Turkse oppositie stapt naar Europees hof
De grootste Turkse oppositiepartij, de CHP, heeft dinsdag bij het Europees Hof voor de Rechten van de Mens (EHRM) bezwaar aangetekend tegen het referendum in april over de invoering van een presidentieel systeem. „Het referendum heeft in hoge mate zijn legitimiteit verloren”, zei partijvoorzitter Kemal Kilicdaroglu.
De Turken stemden op 16 april met een krappe meerderheid voor een vergaande uitbreiding van de macht van president Erdogan.

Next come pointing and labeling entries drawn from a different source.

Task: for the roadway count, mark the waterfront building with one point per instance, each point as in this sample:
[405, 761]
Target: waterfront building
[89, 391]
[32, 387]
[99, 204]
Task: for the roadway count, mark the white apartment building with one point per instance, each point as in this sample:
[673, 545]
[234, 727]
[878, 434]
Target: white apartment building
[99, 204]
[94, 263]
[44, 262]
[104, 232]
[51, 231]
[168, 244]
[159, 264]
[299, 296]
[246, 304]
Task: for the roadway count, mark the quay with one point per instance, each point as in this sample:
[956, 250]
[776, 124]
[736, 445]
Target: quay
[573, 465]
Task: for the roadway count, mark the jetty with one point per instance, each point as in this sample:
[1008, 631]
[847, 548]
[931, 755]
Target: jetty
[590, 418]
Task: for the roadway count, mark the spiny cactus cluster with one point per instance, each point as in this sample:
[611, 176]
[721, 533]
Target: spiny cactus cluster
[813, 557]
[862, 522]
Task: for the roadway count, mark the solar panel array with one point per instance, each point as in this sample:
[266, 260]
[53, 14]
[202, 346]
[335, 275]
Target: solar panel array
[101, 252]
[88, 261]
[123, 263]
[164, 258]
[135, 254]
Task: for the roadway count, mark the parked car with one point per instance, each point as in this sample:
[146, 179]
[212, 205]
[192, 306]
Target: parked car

De uitslag is omstreden. De CHP en de pro-Koerdische HDP hebben de islamitisch-conservatieve regering beschuldigd van stembusfraude. De kiescommissie heeft verzoeken van de oppositie om de uitslag ongeldig te verklaren echter afgewezen.
CHP-woordvoerder Bülent Tezcan zei dat beslissingen van de verkiezingsautoriteit niet aangevochten kunnen worden. „Wij kunnen ons recht niet voor de rechter opeisen”, zei hij. In de klacht bij het EHRM stelt de partij dat het belemmeren van de rechtsgang in Turkije in strijd is met de Europese mensenrechtenconventie. Voorts zegt de CHP dat het recht op vereniging en de vrijheid van meningsuiting zijn ingeperkt.